Der Verlust von 11,2 Prozentpunkten ist primär auf den Abgang von Kurz zurückzuführen, welcher die Partei kurze Zeit auf rund 20% zurückwarf und die FPÖ bei Umfragen auf über 30% hob. Kommunizierende Gefäße: Ein netter Dampfplauderer (Kurz) ist weg - und die Stimmen landen schon bei den Populisten.
Eine Koalition mit der SPÖ scheint nicht unwahrscheinlich - und sinnvollerweise nimmt man auch noch die NEOS dazu. Eine wirkliche "Reformkoalition" (die dringend notwendig wäre) ist aber leider so oder so nicht in Sicht.
Platz 3 für die SPÖ (21,1%) steht eigentlich auch schon länger fest. Wirkliche "Programmwähler" hatte die SPÖ auch in den erfolgreichen Jahrzehnten nicht - da ging es vielen Wählern eher um Parteibuchposten bei staatsnahen Unternehmen oder Gemeindewohnungen und Kleingärten. Seitdem das nicht mehr sooo leicht geht, geht es mit der SPÖ bergab und die Wähler sterben aus...
Die Peinlichkeiten (Excel-Fehler) bei der Wahl von Babler trugen wohl auch nicht zum Erfolg bei und auch wenn es traurig ist zu behaupten: Die SPÖ kann nur mit einem Populisten a la Doskozil wieder Stimmen von der FPÖ (wo die wenigen "Hackler" schon längst zu Hause sind) absaugen.

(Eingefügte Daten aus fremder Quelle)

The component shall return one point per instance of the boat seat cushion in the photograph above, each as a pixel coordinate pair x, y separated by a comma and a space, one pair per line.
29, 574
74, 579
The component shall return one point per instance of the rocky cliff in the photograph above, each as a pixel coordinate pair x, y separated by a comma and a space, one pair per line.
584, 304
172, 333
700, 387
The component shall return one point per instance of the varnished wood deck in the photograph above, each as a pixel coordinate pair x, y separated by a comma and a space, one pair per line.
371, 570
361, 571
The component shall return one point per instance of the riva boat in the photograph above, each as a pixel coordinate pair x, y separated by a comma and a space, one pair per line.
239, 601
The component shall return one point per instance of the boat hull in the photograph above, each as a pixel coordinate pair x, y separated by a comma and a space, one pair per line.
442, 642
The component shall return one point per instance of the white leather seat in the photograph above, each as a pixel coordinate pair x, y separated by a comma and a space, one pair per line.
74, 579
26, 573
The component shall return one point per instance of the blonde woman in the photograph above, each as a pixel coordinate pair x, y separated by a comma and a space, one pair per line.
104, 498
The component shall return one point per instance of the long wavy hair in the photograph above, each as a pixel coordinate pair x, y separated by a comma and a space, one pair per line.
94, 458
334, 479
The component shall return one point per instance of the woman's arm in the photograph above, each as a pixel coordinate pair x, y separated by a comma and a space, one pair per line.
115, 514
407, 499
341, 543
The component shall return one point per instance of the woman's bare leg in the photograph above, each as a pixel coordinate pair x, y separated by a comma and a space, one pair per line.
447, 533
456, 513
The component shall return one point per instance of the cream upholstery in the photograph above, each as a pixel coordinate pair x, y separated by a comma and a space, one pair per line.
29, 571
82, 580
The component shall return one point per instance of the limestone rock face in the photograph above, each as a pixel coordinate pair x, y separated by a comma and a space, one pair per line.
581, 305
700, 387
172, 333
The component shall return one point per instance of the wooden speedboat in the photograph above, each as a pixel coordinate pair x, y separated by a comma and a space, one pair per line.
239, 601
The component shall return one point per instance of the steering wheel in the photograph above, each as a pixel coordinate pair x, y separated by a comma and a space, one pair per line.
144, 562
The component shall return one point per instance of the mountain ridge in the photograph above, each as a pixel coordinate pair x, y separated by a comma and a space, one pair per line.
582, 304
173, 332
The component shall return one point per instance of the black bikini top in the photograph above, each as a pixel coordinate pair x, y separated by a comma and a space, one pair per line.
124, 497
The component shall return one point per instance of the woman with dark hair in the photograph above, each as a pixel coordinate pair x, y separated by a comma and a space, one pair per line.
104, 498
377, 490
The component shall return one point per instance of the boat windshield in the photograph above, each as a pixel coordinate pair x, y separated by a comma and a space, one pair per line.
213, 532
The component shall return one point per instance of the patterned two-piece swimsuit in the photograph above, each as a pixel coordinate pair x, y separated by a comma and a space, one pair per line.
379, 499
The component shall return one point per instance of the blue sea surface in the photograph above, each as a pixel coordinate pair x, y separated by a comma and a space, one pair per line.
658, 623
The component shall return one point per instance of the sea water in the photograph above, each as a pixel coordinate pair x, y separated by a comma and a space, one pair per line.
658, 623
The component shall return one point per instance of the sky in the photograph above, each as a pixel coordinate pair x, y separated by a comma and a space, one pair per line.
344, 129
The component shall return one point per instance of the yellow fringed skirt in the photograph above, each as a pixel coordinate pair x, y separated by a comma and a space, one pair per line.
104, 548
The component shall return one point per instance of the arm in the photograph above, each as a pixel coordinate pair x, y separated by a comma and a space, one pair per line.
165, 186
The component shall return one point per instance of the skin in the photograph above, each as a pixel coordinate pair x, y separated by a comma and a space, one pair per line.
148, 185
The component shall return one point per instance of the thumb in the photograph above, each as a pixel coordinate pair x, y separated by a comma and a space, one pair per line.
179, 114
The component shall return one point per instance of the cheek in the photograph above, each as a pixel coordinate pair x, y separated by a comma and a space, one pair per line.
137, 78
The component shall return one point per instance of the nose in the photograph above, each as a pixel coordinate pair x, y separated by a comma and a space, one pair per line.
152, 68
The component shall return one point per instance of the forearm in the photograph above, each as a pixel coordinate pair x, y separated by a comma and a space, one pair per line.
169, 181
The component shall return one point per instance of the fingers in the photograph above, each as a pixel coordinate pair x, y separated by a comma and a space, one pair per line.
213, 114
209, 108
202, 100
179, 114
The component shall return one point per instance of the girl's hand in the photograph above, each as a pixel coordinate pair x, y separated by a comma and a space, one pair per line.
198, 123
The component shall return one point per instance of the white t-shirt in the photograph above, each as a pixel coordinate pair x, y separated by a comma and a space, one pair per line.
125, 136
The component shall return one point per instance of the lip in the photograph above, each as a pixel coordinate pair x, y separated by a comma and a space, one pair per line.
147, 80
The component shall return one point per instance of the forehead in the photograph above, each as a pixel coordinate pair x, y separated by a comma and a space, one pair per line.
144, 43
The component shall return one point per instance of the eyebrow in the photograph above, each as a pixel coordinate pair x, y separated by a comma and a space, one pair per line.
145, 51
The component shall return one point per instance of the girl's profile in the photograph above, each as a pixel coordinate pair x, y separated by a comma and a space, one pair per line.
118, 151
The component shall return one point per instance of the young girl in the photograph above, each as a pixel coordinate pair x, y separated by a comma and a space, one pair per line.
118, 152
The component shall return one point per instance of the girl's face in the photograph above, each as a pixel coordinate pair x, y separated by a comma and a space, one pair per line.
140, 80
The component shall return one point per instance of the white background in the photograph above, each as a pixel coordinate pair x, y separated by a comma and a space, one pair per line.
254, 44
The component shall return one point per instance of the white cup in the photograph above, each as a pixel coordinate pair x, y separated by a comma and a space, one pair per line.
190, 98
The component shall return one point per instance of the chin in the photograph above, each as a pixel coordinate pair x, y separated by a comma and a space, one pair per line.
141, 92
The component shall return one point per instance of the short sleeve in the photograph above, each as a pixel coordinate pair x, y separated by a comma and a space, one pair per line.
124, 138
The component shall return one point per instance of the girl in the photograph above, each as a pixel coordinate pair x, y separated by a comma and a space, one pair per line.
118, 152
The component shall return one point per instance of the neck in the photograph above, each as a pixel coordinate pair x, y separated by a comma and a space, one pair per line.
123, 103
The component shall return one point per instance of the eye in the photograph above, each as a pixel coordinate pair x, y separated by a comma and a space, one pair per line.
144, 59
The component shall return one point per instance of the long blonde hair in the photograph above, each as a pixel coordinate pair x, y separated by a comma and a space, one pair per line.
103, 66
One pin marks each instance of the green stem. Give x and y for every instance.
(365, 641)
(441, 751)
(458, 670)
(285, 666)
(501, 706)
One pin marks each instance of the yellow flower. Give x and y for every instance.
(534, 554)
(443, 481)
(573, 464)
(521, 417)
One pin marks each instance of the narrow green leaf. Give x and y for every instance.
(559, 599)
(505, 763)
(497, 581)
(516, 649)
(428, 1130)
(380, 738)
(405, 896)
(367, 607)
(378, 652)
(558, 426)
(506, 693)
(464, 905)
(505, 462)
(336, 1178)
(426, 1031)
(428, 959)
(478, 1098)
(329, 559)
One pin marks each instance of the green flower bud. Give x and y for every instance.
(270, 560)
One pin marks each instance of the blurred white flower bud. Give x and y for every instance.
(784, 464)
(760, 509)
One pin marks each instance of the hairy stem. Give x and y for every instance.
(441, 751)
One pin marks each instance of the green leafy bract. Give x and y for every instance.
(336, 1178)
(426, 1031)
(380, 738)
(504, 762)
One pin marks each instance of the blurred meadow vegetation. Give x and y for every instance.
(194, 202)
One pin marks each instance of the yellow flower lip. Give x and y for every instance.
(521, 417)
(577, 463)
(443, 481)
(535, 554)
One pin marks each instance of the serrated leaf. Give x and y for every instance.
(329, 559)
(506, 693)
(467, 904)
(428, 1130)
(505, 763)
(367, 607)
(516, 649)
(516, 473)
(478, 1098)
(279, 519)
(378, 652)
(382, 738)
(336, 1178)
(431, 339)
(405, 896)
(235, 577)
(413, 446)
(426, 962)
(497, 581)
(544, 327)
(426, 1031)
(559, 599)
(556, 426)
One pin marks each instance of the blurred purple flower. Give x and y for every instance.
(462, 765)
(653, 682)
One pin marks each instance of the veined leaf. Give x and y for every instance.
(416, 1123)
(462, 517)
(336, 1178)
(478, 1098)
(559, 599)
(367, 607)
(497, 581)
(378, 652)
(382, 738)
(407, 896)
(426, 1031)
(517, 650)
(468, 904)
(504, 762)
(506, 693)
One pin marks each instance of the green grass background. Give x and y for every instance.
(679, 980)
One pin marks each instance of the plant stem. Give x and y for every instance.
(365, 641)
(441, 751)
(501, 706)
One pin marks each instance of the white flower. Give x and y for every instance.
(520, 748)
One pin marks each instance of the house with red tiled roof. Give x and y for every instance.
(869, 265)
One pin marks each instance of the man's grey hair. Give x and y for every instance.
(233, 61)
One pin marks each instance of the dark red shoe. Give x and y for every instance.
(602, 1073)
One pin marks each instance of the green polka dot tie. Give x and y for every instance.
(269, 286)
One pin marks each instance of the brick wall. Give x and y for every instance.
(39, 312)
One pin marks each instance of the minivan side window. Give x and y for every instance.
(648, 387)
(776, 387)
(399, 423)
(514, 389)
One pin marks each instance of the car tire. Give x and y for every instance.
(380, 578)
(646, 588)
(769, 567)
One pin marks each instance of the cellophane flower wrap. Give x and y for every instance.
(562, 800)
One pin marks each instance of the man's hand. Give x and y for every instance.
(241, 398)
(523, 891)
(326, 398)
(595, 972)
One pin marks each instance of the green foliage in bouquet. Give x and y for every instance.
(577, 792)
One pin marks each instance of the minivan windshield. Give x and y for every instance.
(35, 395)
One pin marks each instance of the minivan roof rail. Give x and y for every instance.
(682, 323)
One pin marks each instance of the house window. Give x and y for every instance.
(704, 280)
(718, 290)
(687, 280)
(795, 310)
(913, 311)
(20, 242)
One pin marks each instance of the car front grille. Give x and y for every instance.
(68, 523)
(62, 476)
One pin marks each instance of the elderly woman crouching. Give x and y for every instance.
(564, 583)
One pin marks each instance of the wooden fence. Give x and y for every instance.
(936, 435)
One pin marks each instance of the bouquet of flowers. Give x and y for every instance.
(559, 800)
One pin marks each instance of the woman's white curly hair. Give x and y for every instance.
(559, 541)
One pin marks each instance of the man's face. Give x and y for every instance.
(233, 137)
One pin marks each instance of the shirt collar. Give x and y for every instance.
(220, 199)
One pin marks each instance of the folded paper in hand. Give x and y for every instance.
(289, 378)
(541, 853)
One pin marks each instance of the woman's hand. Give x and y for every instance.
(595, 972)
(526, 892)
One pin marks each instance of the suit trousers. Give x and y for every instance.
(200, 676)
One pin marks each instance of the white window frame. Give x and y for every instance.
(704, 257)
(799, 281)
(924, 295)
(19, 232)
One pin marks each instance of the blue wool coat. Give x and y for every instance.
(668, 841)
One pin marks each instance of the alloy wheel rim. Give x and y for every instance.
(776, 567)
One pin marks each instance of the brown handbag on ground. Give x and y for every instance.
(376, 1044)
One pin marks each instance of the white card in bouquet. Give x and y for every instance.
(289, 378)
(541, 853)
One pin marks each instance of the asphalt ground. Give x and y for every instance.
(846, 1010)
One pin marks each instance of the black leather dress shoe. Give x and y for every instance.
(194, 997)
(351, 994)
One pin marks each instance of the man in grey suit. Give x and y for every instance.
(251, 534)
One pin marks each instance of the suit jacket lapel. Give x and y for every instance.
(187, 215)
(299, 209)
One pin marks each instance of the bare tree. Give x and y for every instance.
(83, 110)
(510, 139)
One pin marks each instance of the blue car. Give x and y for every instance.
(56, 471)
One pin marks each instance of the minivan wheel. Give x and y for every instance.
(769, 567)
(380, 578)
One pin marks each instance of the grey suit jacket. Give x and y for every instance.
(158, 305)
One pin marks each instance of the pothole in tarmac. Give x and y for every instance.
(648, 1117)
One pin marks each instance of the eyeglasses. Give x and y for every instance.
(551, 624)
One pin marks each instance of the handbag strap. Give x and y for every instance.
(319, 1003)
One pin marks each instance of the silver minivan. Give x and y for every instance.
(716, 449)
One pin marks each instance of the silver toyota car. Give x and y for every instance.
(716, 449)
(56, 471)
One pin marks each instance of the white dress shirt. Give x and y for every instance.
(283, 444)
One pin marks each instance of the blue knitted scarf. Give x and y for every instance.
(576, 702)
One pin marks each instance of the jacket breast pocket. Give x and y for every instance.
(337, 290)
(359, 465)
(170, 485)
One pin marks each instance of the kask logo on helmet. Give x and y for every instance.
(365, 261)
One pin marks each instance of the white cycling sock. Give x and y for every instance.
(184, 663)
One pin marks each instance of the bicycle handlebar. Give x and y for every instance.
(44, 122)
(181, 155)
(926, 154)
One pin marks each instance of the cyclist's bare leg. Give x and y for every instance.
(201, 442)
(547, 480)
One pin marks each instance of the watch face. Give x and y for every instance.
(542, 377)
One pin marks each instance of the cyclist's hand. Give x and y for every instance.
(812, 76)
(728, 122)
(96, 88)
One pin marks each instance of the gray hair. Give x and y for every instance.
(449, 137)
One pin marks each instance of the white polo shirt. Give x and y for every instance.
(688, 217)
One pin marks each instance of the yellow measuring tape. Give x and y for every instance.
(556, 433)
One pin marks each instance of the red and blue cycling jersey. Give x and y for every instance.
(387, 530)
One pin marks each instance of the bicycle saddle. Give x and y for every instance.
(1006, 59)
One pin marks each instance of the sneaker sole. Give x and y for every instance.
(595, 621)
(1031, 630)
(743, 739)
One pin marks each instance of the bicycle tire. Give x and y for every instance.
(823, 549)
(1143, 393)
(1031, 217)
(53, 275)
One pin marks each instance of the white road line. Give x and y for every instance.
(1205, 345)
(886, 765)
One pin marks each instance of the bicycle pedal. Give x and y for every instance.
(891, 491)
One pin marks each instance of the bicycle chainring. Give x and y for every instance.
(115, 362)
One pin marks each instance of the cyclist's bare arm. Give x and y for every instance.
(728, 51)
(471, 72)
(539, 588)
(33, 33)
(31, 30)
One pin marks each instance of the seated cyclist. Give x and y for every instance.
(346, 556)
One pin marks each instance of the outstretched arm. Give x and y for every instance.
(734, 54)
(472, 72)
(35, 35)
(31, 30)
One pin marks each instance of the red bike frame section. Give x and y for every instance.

So Babler bleibt und Vizekanzler wird, sieht es für die nächsten bundesweiten Wahlen für die SPÖ weiterhin schlecht aus - auch wenn Babler durchaus den sympathischen, ehrlichen und aufrechten politischen Menschentyp entspricht. Das reicht aber wohl nur für Traiskirchen...
Die NEOS haben mit Meinl-Reisinger wohl die intelligenteste Führungspersönlichkeit aller Parlamentsparteien. Das reichte auch diesmal wieder für einen netten Stimmenzuwachs - wiewohl man bei den NEOS wohl auch auf Zweistelligkeit (9,2% sind es geworden) gehofft hat.
Angesichts der "Links-Rechts-Fronten" aber ein sehr beachtliches Ergebnis - die Mitte bzw. Liberalität ist ja leider in Österreich ohne große politische Tradition.
In einer 3er-Koalition mit VP und SP kann ich mir die NEOS ausgesprochen gut vorstellen (idealerweise: Finanzministerium, da gibt es viel Arbeit...) - auch die wichtigen Anliegen der Grünen sind bei den NEOS wohl gut aufgehoben.
So sich die NEOS auch dem Thema Vermögenssteuer mit offenen Augen widmet, wäre das auch kein Fehler...
Mit 8,3 Prozentpunkten liegen die Grünen fette 5,6 Prozentpunkte hinter dem Ergebnis aus 2019 - da war aber das Thema Klimaschutz noch relevanter für die Wahlen.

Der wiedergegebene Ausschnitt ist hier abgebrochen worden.